Monday, 12 May 2014
Derelict by L.J. Cohen
My rating: 4 of 5 stars
My first encounters with science fiction as a pre-teen were the classic space operas of Andre Norton, including the Solar Queen books, about a young man's adventures on an interstellar trader. In my teenage years, I enjoyed Harry Harrison and Robert Heinlein's space operas, and I still love a good space opera - I'm a huge Vorkosigan fan.

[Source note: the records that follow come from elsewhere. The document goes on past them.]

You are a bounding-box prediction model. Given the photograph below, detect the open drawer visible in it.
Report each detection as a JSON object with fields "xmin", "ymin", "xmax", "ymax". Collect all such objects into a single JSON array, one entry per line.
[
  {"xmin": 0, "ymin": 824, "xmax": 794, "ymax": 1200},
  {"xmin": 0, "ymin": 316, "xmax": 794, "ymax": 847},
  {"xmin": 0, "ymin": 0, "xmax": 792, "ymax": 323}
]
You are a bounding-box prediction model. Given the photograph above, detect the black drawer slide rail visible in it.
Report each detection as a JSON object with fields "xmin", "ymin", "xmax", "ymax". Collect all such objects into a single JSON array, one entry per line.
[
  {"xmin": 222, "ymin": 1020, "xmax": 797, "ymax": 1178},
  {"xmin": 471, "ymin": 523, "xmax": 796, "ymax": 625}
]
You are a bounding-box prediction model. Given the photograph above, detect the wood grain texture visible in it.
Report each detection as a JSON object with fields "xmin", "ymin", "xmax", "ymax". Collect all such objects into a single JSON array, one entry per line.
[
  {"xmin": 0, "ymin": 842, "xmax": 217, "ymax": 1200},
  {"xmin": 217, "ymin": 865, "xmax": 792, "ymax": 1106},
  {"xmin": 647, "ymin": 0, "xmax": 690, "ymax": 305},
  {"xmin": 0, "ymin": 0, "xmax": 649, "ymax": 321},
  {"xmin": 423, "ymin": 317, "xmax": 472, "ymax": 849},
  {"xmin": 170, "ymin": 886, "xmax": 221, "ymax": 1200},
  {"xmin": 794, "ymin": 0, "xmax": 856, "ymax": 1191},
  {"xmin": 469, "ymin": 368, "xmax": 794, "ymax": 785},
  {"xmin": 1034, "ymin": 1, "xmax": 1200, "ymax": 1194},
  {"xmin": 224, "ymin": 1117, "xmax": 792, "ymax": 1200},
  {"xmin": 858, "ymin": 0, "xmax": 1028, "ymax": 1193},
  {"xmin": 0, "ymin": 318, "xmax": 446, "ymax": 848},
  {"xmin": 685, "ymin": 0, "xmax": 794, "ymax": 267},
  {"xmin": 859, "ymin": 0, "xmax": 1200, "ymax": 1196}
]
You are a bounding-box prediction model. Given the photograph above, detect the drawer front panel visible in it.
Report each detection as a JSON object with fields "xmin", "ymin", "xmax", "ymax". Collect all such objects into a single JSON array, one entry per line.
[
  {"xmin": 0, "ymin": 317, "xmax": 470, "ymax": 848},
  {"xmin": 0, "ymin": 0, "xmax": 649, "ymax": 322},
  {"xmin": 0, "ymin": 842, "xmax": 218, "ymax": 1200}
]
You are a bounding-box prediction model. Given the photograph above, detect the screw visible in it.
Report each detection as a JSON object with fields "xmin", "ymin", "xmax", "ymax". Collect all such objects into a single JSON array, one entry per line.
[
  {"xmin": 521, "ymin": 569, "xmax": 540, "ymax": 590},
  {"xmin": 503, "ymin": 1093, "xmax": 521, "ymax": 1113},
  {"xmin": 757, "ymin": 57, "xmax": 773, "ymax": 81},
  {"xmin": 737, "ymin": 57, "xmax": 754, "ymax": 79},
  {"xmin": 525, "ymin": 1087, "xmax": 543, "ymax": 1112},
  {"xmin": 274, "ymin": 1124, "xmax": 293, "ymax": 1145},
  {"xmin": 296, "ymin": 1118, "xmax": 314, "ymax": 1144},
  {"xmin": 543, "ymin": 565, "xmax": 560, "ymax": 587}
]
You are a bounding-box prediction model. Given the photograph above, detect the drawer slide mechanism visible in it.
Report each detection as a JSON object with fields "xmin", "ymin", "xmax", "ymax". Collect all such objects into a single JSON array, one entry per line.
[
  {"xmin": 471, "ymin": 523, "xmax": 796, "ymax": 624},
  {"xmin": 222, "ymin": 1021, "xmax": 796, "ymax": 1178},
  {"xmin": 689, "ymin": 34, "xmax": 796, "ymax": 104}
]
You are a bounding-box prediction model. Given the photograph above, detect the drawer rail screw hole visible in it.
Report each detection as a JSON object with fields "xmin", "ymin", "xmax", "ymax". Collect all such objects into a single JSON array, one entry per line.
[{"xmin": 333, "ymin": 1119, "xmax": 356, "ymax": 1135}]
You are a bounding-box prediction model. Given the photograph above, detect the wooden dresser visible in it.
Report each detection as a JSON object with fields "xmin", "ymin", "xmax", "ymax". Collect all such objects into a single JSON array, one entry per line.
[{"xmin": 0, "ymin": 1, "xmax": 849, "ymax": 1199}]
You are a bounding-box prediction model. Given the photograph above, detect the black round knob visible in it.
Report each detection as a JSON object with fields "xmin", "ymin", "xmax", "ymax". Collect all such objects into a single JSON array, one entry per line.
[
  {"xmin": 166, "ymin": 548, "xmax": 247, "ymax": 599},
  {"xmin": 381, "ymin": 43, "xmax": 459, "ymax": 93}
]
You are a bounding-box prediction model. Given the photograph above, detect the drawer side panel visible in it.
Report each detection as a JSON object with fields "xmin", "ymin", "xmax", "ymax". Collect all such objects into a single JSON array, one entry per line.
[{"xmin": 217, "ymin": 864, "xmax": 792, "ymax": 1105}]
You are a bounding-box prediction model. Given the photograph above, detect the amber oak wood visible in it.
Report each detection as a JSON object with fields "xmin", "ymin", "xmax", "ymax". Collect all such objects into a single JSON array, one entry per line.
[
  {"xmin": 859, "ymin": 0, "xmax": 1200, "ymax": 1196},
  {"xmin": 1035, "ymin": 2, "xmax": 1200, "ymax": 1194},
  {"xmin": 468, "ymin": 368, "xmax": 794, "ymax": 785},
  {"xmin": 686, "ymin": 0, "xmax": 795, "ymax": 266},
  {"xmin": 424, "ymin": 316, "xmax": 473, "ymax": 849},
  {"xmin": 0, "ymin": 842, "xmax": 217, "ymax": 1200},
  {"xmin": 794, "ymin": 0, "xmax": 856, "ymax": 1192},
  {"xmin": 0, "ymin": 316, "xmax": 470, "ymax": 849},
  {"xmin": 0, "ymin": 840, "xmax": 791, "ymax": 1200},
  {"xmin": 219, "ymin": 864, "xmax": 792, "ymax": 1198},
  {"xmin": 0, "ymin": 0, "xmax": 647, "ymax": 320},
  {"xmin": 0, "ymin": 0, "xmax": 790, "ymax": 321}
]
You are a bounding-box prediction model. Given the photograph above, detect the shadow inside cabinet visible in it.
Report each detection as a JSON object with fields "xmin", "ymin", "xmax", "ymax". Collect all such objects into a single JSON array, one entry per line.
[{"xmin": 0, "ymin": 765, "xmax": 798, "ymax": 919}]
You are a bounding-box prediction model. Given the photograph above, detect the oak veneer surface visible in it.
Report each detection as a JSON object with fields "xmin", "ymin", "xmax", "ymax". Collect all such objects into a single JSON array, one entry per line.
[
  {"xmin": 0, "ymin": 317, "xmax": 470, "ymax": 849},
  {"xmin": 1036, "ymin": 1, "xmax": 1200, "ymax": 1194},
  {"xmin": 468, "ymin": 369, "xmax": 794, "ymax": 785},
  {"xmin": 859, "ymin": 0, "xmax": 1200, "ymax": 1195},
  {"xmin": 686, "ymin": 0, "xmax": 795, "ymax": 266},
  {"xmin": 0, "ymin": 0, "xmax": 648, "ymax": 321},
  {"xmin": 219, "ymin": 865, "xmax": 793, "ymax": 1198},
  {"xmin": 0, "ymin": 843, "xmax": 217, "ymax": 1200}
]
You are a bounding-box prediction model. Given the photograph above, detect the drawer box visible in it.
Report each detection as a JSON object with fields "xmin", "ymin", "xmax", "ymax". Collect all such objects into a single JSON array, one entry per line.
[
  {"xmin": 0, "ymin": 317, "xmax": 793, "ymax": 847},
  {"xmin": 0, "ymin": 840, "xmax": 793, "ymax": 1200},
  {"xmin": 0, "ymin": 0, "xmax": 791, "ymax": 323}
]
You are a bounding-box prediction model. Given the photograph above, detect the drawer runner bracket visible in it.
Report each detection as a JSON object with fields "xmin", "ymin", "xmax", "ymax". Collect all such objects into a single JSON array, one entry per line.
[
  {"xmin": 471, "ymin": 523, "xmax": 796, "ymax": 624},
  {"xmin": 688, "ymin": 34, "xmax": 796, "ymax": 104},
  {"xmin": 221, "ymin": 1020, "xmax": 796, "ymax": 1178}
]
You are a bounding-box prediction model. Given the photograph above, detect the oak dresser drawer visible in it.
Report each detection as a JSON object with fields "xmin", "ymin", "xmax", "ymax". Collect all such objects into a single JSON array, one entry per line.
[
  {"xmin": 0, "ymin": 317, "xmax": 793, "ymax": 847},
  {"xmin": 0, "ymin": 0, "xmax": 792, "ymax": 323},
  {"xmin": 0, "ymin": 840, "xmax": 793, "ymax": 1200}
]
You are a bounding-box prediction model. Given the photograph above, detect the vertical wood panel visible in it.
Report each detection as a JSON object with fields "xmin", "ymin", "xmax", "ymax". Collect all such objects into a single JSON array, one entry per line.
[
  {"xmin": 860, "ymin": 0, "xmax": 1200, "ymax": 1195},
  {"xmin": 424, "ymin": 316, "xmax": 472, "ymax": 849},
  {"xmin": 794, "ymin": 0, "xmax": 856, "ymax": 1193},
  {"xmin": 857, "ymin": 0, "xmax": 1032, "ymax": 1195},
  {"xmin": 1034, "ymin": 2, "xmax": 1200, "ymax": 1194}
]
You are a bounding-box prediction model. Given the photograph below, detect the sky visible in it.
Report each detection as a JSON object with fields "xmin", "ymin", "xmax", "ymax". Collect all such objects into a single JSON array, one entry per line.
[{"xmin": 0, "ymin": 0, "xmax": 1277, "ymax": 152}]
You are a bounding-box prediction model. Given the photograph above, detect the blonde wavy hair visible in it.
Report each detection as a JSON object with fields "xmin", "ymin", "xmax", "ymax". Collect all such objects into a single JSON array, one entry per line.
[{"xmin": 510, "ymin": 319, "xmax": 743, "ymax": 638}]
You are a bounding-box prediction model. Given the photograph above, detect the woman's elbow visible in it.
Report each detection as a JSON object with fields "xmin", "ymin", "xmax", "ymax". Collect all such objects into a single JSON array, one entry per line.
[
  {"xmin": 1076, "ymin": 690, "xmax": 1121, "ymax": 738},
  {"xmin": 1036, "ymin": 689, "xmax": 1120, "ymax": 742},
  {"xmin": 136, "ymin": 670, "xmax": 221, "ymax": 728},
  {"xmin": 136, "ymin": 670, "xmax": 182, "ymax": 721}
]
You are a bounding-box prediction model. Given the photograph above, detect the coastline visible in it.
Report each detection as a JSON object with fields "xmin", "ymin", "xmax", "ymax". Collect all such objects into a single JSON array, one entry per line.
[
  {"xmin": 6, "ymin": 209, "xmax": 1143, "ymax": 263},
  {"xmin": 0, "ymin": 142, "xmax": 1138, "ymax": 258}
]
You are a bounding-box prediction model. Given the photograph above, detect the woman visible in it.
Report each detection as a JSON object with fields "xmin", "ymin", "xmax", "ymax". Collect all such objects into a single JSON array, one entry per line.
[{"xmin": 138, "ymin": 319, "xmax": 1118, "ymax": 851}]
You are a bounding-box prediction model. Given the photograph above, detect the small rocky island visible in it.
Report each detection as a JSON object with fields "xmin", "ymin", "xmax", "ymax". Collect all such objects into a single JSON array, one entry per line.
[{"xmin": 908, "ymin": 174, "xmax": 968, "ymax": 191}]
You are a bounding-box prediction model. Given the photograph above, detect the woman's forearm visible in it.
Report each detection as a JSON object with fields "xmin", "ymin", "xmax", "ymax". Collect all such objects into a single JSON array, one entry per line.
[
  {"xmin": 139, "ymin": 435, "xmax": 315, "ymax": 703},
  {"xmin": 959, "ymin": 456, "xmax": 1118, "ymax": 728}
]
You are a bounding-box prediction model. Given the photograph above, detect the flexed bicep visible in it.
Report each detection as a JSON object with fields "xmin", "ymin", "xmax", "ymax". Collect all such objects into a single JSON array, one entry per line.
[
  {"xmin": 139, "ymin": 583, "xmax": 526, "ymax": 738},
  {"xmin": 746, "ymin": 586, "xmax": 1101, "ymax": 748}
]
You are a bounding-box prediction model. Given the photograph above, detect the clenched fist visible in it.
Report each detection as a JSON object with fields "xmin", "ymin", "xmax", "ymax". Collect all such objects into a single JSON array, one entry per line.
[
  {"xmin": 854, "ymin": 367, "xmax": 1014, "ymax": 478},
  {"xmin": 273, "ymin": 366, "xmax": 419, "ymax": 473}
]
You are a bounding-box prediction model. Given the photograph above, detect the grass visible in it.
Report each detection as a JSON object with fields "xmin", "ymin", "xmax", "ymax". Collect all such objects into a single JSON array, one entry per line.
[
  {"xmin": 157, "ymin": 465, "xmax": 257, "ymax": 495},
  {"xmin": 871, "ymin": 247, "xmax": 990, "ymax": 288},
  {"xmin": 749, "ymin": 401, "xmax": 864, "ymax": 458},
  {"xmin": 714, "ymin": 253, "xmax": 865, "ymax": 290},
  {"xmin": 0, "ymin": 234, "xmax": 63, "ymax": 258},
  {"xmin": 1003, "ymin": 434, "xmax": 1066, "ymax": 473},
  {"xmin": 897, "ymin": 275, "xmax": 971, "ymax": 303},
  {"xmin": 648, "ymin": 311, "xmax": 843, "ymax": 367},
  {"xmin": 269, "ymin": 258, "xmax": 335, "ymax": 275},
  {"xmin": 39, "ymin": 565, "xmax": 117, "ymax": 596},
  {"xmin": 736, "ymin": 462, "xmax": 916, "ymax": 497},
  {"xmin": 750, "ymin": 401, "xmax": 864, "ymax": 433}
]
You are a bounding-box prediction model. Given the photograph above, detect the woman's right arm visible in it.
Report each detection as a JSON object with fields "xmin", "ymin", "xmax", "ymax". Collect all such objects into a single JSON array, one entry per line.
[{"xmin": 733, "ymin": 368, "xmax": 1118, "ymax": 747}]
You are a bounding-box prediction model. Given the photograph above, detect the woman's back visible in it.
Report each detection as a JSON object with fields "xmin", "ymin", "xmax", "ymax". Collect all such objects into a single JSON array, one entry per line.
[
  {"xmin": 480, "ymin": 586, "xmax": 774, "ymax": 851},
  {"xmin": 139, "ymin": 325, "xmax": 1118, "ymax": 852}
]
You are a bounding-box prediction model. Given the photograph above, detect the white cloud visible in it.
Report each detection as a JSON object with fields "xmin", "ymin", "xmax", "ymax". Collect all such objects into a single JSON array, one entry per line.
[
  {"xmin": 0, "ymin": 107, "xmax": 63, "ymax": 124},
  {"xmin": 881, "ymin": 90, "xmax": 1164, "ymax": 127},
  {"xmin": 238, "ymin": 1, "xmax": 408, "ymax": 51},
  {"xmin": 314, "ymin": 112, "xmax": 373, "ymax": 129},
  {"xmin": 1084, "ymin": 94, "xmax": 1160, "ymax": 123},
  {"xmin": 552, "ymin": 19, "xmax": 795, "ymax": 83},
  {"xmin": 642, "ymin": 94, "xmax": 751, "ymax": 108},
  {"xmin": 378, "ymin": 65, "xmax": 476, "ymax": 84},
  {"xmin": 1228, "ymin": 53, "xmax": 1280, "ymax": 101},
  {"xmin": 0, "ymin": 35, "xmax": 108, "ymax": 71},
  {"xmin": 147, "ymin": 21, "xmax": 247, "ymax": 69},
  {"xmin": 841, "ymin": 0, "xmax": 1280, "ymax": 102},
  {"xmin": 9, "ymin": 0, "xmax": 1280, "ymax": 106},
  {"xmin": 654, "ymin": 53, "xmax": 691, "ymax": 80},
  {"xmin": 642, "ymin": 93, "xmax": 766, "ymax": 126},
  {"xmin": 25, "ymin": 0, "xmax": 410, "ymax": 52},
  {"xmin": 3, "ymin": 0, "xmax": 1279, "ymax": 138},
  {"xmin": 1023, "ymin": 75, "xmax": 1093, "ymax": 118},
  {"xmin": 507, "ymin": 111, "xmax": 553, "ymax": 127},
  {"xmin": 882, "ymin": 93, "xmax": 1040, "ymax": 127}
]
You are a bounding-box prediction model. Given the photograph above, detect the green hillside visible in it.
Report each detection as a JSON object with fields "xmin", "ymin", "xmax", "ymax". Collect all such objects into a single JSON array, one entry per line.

This is a good space opera. It has the classic elements: resourceful young people facing danger that might be beyond their resourcefulness, a technological emergency, pulling together to solve the problem, a contained environment. It has more than that, though. Each of the characters is beautifully set up with a set of excellent reasons to be angry and distrustful and to want to escape. And then they're thrust into a situation where they need to calm down, team up and work on getting back home.
All five of the young characters get to be viewpoint characters, so we get to see inside their heads and understand why they act the way they do. Nobody acts out of character, and the ways in which they change are organic and believable. The plot fits together like a watch, with no excess parts, and the challenges they face include realistic injuries. The end, while giving a sense of hopefulness, isn't all neatly tied up in a bow for all the characters, which I liked.
I have a special fondness for Derelict, because it was seeing Chris Howard's amazing cover for it that led me to ask him to do my book covers (one of my better decisions). I was also a beta reader on a much rougher earlier version. This version has been tightened up a lot, the more obviously-cribbed-from-Star-Trek elements rewritten and some (though not all) of the more obvious technobabble problems and science problems fixed. In the version I just read, there are a number of missed copy edits and a few points at which it's not immediately clear who's speaking, but I've sent the author some notes and hopefully she will fix those before publication. I know her on Google+, if that's not already obvious; we've beta-read for each other, and I received a copy from her at no charge for purposes of review.
I give four stars to any book I enjoy that isn't also a triumph of beautiful writing and/or a profound reflection on the human condition. While Derelict doesn't, by that definition, reach the five-star level (nor is it aiming to), on my subscale within four stars, where 0 is "just above mediocre" and 9 is "just below amazing", I'd have to put it at least at a 7, knocking confidently on the door of 8.